Why do we want to add a second camera? As you may have noticed our primary camera has a very steap angle towards the ground so that it can see bricks in front of it but it is also crucial that it can see the brick between its grippers to estimate the optimal gripping position. The below image shows the angle the camera is looking at with a pink arrow. For objects especially the boxes with large markers it is however very useful to have a camera pointing in front so that farther away objects are in the range of view as well.

The Jetson comes already with its own in-build camera and all the interfaces have already been created. It is facing to the front as you can see in the image (green arrow). So it is ready to go and we only have to add logic.

The basic idea is to use the front facing camera to detect the boxes and the rough direction in which there are bricks. Then when we are actually looking for a specific brick the down facing camera is used to (1) find the brick, (2) move the robot towards the brick and (3) make sure that the brick is in between the gripper for the robot to grasp.

In practice we used the frot facing camera only you detect the boxes and move towards them. As soon as it is close enough and the camera loses track of the marker it switches back to the other one which now has a perfect viewing angle to detect the marker on the box. To scan the brick in the first phase and the environment in the second only the down facing camera is used.

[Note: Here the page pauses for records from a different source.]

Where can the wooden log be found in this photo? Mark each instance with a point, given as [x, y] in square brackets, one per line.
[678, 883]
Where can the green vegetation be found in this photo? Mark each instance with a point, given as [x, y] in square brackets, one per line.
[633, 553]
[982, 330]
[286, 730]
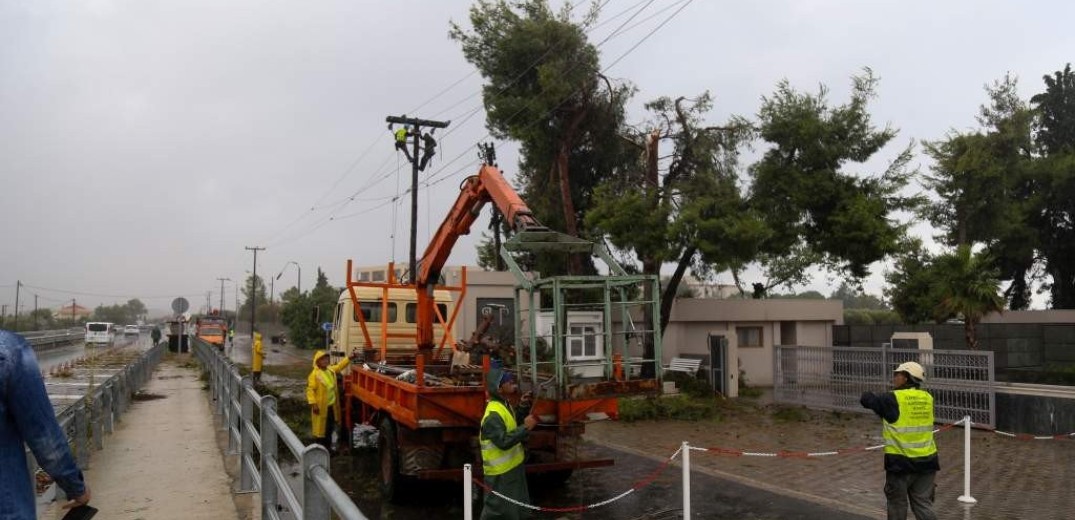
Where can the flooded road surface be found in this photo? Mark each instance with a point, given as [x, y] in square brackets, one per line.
[55, 357]
[662, 497]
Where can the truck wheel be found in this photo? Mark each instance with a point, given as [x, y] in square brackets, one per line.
[389, 451]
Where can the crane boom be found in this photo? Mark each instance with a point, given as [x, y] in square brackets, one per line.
[476, 191]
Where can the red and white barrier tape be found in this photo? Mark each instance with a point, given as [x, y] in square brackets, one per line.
[806, 455]
[641, 484]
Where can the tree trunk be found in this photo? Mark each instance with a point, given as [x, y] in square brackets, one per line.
[570, 219]
[972, 338]
[670, 289]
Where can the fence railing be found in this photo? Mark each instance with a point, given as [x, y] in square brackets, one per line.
[88, 418]
[255, 434]
[961, 381]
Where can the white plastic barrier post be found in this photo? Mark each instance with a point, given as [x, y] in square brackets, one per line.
[686, 479]
[468, 494]
[965, 497]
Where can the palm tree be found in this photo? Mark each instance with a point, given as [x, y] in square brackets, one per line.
[969, 287]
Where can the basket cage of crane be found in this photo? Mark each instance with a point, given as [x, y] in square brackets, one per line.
[587, 336]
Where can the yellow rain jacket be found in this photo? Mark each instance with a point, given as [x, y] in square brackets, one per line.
[258, 355]
[321, 390]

Speeding up the Segmentation Network

Another approach we took in order to get the code running at a faster frame rate and working on the Jetson was to retrain our neural networks with smaller network sizes. We were originally using two neural networks, one for image segmentation, and one for calculating the latent variables that are used to cluster bricks. Each of these networks was originally a 38 layer, wide ResNet with around 125 million weight values. These are huge networks. With these networks we were able to run the code to segment an image and extract the latent representation for each brick at around 4 frames per second. We retrained each of these networks by taking only the first 5 ResNet layers and then appending the output layer for each network, using the pre-trained weights for the first five layers that we had for the large networks and retraining. The new networks had around 1.5 million parameters each, which was 80 times smaller than the original and each could be run at around five times faster, resulting in being able to get segmentations and latent representations for clustering at around 20 frames per second.

Optimizing exploration

What we mean by that is to let the robot not only move 380 degrees around his axis but to also let him drive around in order to scan the environment. We have not advanced on this so far because there are several problems arising and how we seek to solve them:

  1. Cables: The robot is not able to move freely with cables running between it and the computer. Moving the code to the jetson makes things a bit better but we still have the power and network cable which are at least long.
  2. Which brick is which? If you have a robot freely moving and taking images without having any way of tracking where the robot is relative to the world you also cannot know where bricks are. Therefore there is no way of knowing which bricks are the same from different angles and if the images have not been taken consecutively.
  3. Making sure the robot stays in the region where there are acual bricks. Again without SLAM there is no way to know where the robot is.

Even though we abolished the idea of using slam for mapping we still wanted to have some kind of exploration. For this we use the markers: The markers are placed at the edges of the square the robot should move in and it simply should move from marker to marker.